Problem Statement
Imagine a square n x n
grid where every cell can hold a stack of 1 x 1 x 1 cubes. The number of cubes in each cell (i, j)
is represented by the integer value v = grid[i][j]
. The task is to visualize and calculate the total projected area of these stacks on three different planes: the top (xy
plane), the front (yz
plane), and the side (zx
plane).
The concept of projection used here can be likened to observing the shadow cast by these cubes when light is shone from above, the front, and the side, corresponding to observing the grid from three different orthogonal views. Each view will project a different shadow based on the height and configuration of cubes in the grid. Your goal is to compute the collective area from all three projections.
Examples
Example 1
Input:
grid = [[1,2],[3,4]]
Output:
17
Explanation:
Here are the three projections ("shadows") of the shape made with each axis-aligned plane.
Example 2
Input:
grid = [[2]]
Output:
5
Example 3
Input:
grid = [[1,0],[0,2]]
Output:
8
Constraints
n == grid.length == grid[i].length
1 <= n <= 50
0 <= grid[i][j] <= 50
Approach and Intuition
To solve this problem effectively, understanding what exactly each projection entails and how to calculate their areas becomes vital:
Top Projection (XY plane):
- The top projection will simply be the count of all cells that have at least one cube. In essence, every non-zero cell in the grid adds
1
to the projection's area on this plane.
- The top projection will simply be the count of all cells that have at least one cube. In essence, every non-zero cell in the grid adds
Front Projection (YZ plane):
- This view is observed by looking at the grid from one side (say, from the left or right). Therefore, only the tallest stack (the maximum value) in each column determines the shadow for that particular column. Summing up the maximum heights from each column gives the total projection area on this plane.

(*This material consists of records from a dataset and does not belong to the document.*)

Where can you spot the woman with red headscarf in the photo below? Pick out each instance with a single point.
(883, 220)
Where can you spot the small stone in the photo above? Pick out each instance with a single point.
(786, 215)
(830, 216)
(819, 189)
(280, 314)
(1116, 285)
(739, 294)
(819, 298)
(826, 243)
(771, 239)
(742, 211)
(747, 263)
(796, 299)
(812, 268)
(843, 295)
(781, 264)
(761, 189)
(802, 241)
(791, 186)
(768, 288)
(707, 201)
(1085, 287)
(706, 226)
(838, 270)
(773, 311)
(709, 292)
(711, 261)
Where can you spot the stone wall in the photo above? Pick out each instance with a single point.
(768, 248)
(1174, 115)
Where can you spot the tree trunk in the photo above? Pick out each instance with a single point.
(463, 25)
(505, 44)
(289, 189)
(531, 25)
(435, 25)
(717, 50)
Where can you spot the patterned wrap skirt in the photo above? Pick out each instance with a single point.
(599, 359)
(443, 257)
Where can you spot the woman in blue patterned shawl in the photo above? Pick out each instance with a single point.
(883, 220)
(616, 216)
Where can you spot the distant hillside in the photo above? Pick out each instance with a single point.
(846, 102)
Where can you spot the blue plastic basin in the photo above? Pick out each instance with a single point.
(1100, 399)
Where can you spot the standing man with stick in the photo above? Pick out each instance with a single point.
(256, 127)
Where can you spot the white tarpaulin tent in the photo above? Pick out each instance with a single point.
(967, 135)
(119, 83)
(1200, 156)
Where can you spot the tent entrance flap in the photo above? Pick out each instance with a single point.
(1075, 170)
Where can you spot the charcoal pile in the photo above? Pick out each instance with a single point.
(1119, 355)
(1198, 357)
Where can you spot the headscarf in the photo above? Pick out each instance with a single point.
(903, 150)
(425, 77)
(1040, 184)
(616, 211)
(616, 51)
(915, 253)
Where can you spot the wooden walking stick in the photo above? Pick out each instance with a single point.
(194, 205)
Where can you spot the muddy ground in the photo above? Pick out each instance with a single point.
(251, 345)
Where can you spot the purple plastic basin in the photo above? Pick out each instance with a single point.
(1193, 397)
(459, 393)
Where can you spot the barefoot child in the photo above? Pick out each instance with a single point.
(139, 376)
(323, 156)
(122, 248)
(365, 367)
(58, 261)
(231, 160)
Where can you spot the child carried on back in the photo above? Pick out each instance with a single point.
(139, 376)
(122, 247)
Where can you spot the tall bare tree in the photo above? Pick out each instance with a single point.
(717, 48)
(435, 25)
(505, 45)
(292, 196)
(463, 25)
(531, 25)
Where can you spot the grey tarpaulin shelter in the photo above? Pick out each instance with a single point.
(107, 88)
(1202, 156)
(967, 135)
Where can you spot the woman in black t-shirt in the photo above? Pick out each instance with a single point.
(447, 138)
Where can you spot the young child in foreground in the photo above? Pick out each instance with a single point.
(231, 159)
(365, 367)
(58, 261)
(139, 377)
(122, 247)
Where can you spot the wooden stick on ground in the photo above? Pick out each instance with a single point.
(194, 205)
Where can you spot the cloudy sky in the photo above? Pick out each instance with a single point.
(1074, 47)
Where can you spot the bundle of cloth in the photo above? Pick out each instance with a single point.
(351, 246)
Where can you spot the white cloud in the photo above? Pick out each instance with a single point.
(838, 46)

Side Projection (ZX plane):
- Similarly, for the side projection (observed from top or bottom of the grid), the tallest stack in each row casts the shadow. Here, you need to compute the maximum stack in each row and sum these to get the total area for this projection.
By correctly calculating the area for each projection and summing these areas, you yield the total projected area of these 3D stacks of cubes as viewed from the top, front, and side. This approach leverages basic matrix traversal and is efficient given the constraints.
Solutions
- C++
- Java
class Solution {
public:
int calculateProjectionArea(vector<vector<int>>& matrix) {
int size = matrix.size();
int totalArea = 0;
for (int i = 0; i < size; ++i) {
int rowMax = 0;
int colMax = 0;
for (int j = 0; j < size; ++j) {
if (matrix[i][j] > 0) totalArea++;
rowMax = max(rowMax, matrix[i][j]);
colMax = max(colMax, matrix[j][i]);
}
totalArea += rowMax + colMax;
}
return totalArea;
}
};
This summary provides a solution in C++ for calculating the projection area of 3D shapes represented as matrices. The chief intent of the solution is to determine the sum of the top view, front view, and side view areas derived from the grid values of the 3D shape.
- First, intialize
size
to capture the dimension of the matrix, andtotalArea
to store the result. - Loop through each row index
i
in the matrix. Within this loop:- Initialize
rowMax
andcolMax
to zero. These will store the maximum values for each row and column, respectively, which are essential to determine the front view and side view. - Begin another loop over each column index
j
:- Increase
totalArea
for each non-zero cell encountered. This increment accounts for the top view projection, where every non-zero value contributes to the area. - Update
rowMax
with the maximum value in the current row by comparing it withmatrix[i][j]
. - Similarly, update
colMax
with the maximum value in the current column by comparing it withmatrix[j][i]
.
- Increase
- After processing each row and column, add the maximum values of the current row and column to
totalArea
.
- Initialize
- Finally, return
totalArea
as the result. This value represents the combined projection area of the top, front, and side views of the 3D shape.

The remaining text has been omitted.